Bert’s firing is not justified but should be legal because while Bert’s a good person, the restaurant owners have a right, up to a certain point, to remove things hurtful to their business.

However, in real life, there are other things I would consider. I would question the owners of Bert’s restaurant because I wouldn’t believe, or want to believe, that they fired Bert for sincere business reasons. Therefore, without that affirmation that it is, I would throw up whatever legal roadblocks I could to prevent them from firing Bert (lawsuits, threats of even worse boycotts if they fired him, one star Yelp reviews, etc.). Also, I also believe that since religions are coddled and draw unfair benefits, they should stay out of politics, therefore I would fight against their boycott with whatever legal means I could muster.

Going back to Karrius’s post that you responded with those hypotheticals, I agree with his reasoning that actions and speechs are not thoughts, and add in that I would somehow force Bert’s employers to prove that while granting Andy’s employers a pass.

It goes back to the beliefs I expressed in my post: If you’re a bigot, you get no pass, you dickface. If you’re fighting against discrimination, then you do get leeway

Thanks for the answer.

It gives me a chance to make a point I sometimes find myself trying to explain with respect to some set of positions I have taken. Unfortunately, when I am explaining my own positions, the following comment sounds self-serving.

You have described a double standard. But it’s NOT hypocrisy. It’s simply that the two standards are applied because of an additional factor: the presence, or absence, of bigotry.

I think this an an absolutely unworkable standard to apply in any kind of a legal framework. But it’s not a hypocritical one.

I’m fine with a double standard if it means that some things should be treated differently than other things. Bigotry should be rooted out, shamed, harassed, and bullied. And no, I don’t consider intolerance of the intolerant to be a form of intolerance.
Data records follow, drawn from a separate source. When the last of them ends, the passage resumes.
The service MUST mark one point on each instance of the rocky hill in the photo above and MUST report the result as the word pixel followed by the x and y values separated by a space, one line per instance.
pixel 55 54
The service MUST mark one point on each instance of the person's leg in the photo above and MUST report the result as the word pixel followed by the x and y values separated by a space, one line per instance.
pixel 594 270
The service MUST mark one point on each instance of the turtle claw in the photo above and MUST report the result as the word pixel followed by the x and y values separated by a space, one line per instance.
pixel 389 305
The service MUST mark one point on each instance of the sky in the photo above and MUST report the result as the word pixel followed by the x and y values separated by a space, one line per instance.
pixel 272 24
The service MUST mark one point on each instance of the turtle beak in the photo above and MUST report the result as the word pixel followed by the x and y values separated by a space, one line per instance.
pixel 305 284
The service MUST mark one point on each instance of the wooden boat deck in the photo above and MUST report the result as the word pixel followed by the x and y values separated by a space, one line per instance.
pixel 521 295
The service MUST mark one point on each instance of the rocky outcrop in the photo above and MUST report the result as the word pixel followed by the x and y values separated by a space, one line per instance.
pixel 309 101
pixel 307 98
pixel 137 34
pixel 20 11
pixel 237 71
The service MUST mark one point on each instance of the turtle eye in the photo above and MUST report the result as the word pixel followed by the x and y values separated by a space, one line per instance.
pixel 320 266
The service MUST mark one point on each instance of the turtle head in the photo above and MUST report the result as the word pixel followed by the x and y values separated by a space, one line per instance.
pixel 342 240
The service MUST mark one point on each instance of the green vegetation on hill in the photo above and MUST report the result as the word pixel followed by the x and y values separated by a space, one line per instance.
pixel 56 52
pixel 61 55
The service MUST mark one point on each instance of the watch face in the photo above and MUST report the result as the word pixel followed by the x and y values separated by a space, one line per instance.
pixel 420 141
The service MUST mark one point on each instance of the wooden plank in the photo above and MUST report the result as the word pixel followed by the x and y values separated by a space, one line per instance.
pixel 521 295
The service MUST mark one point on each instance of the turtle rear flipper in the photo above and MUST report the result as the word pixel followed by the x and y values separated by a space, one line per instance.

As long as you’re talking about social opprobrium, I don’t have much objection to this.

But if you tried to legalize this kind of dual standard, as I suggest above, it becomes unworkable, or it becomes a dual-edge sword. (The fundamentalist religious practitioner gains political power and declares – just as we saw in Arizona and Kansas recently) that he is the victim of bigotry in the form of forcing him to disregard his religion.

The government simply cannot involve itself in adjudicating religious truths.

Forcing the religious to commit acts that are sinful would be bigotry. Forcing the religious to interact with those they consider sinful is not bigotry.

I don’t see how anyone’s suggesting that, though.

The government certainly can involve itself in regulating behavior related to commerce.

Of course it can, we tell people you can’t have creationism in science class because science deals with facts.

And while I see how the fundamentalist can claim political power and claim the victim, I’m fine with social shaming to bully him into a more tolerant path

No. That’s not the rationale used to decide “No teaching creationism in class.” In fact, the actual rationale supporting the exclusion is the one I offered: The government simply cannot involve itself in adjudicating religious truths. In other words, the government cannot establish religion, and that means it must avoid excessive entanglements in religion. Teaching creationism as a factual truth selects on religion’s story over others; this is not permissible.

Unless the religious believe that it’s sinful to interact with the sinful.

Is that ironclad? Whatever the religious claim is sinful, they cannot be compelled to do by the government?